We then see if we can cluster the remaining words using another method: k-means clustering. K-means clustering allows us to organise the comments into groups based on the natural word groupings. But how many clusters do we create? In the following graphic each digit represents a separate comment. They are represented by a number signifying which cluster they belong to:
After a bit of experimenting I settle on three clusters as these separate nicely as shown above and do not have any clusters that are overlapping or too small/outlying. Each comment then gets a 1,2 or 3 based on which of these clusters the comment is classified into. I then use a tree algorithm to work out which words are driving the clustering process. This is the tree:
The tree above splits on the count of times the words are mentioned in a comment. For example the far left “node” of the tree (i.e. the red 4) is defined as comments which have used the word “power” at least once (i.e. >= 0.5) and the word “solar” at least once.
There are a couple of observations that we can make from the two graphics above. Firstly, we see cluster 2 sitting around zero on each coordinate in the discriminant plot. This indicates that this is a cluster without significant patterns in word combinations, backed up by the fact that most cluster 2 comments in the decision tree are in nodes that mostly do not use the “terms of interest” decided by the model (i.e. “power”, “electricity”, “solar” and “government”). Cluster 1 is dominated by the terms “solar power”, “power” and “electricity”, while cluster 3 is dominated by the terms “electricity” and “government”.
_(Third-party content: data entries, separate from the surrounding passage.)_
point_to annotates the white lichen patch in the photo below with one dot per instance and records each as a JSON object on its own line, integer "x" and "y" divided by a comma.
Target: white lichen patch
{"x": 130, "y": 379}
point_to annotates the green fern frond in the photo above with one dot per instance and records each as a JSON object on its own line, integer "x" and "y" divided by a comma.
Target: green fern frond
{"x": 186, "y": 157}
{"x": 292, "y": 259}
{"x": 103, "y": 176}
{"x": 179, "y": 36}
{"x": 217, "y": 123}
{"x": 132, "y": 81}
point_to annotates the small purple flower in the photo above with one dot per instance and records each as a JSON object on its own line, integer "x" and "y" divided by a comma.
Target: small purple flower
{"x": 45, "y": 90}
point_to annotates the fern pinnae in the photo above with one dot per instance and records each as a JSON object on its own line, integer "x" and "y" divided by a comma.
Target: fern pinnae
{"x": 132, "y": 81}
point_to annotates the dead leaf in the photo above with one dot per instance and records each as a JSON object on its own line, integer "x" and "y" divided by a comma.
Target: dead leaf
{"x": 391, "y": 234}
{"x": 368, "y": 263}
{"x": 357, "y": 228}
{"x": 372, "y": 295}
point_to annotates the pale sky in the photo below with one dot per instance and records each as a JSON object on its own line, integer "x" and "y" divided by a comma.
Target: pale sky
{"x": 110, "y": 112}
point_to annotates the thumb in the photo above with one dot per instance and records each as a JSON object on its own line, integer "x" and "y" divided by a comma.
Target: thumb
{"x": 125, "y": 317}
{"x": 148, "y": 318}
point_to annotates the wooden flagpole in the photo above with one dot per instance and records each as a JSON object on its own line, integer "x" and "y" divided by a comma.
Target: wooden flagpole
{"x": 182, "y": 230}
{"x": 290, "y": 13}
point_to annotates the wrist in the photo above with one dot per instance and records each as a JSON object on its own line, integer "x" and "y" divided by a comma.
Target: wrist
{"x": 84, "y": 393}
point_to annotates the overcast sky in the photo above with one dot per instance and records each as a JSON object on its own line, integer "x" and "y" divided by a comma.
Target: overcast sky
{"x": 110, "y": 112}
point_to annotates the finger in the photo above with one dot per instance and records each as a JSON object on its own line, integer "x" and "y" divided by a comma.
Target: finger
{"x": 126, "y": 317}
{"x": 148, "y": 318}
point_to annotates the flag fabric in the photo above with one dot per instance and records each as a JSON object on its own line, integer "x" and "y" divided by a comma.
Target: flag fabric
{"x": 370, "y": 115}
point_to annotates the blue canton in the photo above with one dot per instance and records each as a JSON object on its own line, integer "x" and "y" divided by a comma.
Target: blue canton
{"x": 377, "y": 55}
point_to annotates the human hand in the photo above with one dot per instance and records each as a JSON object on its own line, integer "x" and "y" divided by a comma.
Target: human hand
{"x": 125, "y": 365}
We see that there is a large group of general comments but two distinct themes emerge: one where commenters discuss solar power and another where they discuss electricity and government.
The difficulty with interpreting this tree is that “power” is a synonym with “electricity” and a natural pair with “solar”. So let’s run the same process but with this time removing the word power from the analysis. There is an issue here because the analysis to date has been dominated by the words “electricity” and “power” which do not add insight to our discussion as it the thing we are really trying to analyse. We see in our word cloud the next level of significant words emerge. It confirms the significance of the discussion about solar power and we also see “money” and “cost” emerge:
Nest we again remove the low frequency words and cluster the resultant document term matrix and discover five clusters this time:
And a tree which splits nicely into five nodes with a particular word representing four clusters and a general comments cluster:
So what does this tell us? We add the word “pay” to our existing list of thematic words, but more importantly, the key themes in the commentary are distinguished in their use of particular words in isolation from the other thematic words (apart from the term “solar power” where two of our thematic words cluster together).
So how do we dig further into what this means? The answer is to look at which other commonly used words correlate with our thematic words. The following charts show these correlations (only with words that are used 10 times or more as correlation is particularly sensitive to outliers which can distort the interpretation). It is from these final graphs that I have drawn conclusions at the start of this post.